Your doctors, nurses and pharmacists work hard to keep you healthy, but you are also responsible. Learn what questions to ask. Expect answers...it’s your life and your health!
Remember...medication error prevention is a shared responsibility.
Following are suggestions about how you can help prevent medication errors if you are hospitalized.
•When you come to the hospital, bring a list of the medications, nutritional supplements, vitamins, over-the-counter medications and herbal medications you are taking at home.
•If you bring your medications to the hospital, send them home with your family once the nursing staff has seen them. While you are in the hospital, you may not need the same medications.
•Tell your doctor you want to know the names of the medications you will be receiving while in the hospital and the reason you are taking them. That way, if anyone tells you anything different, you’ll know to ask questions, which might prevent an error.
•Look at all medications before you take them. If it doesn’t look like what you usually take, ask why.
•Do not let anyone give you medications without checking your name band. This helps prevent you from getting someone else’s medications.
•Remind your nurse and doctor if you have allergies.
•When you get ready to go home, have the doctor or nurse go over each medication with you and a family member.
Avoiding Treatment Errors
Find out what is planned for you each day so you can ask questions about tests or treatments that seem unusual.
It may be helpful to ask a family member or friend to listen with you when staff explains a diagnosis, treatment, test result or discharge plan
Write down questions you have for physicians about your procedure, treatment and medications.
If you are visiting a family member and notice any unusual level of confusion, talk with the nursing staff about safety options.
- Ask for help from the nursing staff if you need to get out of bed or use the bathroom, especially at night.

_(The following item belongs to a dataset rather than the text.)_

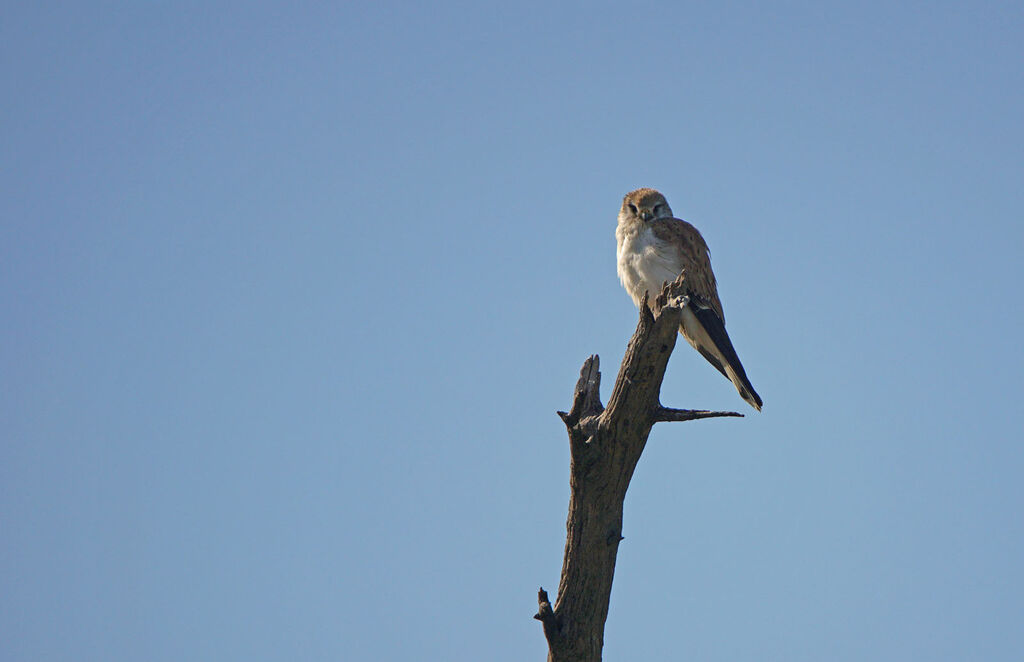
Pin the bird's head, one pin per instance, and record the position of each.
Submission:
(644, 205)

- Don’t be embarrassed to ask for help. Try to call for help before your need becomes urgent. Keep your call button near you.
- Make sure there is enough light to see, and keep your eyeglasses near you.

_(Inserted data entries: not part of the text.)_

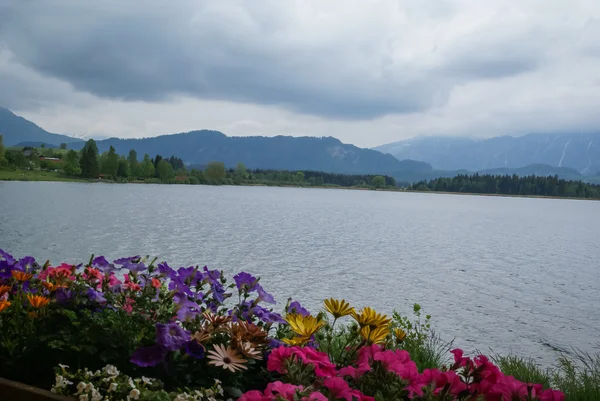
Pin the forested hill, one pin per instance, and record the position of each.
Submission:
(511, 185)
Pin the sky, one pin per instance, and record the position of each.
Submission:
(367, 72)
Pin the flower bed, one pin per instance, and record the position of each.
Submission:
(136, 330)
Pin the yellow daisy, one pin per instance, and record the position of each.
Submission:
(304, 326)
(374, 336)
(338, 308)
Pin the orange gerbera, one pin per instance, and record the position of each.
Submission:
(4, 305)
(21, 275)
(4, 289)
(37, 301)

- Never climb over bed rails.
- Wear slippers with rubber soles to prevent slipping.
- Let a staff person know about any fluids or objects on the floor that could cause a fall.
Other Safety Tips
- Dentures, hearing aids and glasses are the most commonly lost items in hospitals. Please make sure they are not left on food trays or in bed linens. Remember where you put them.
- Make sure you know how to use your nurse call button and where others are located.
- Your doctor or nurse should approve all food from home and restaurants.
- No one but staff should touch medical equipment.
- Ask staff to explain what the equipment does, and what the alarms mean. Call your nurse if an alarm sounds.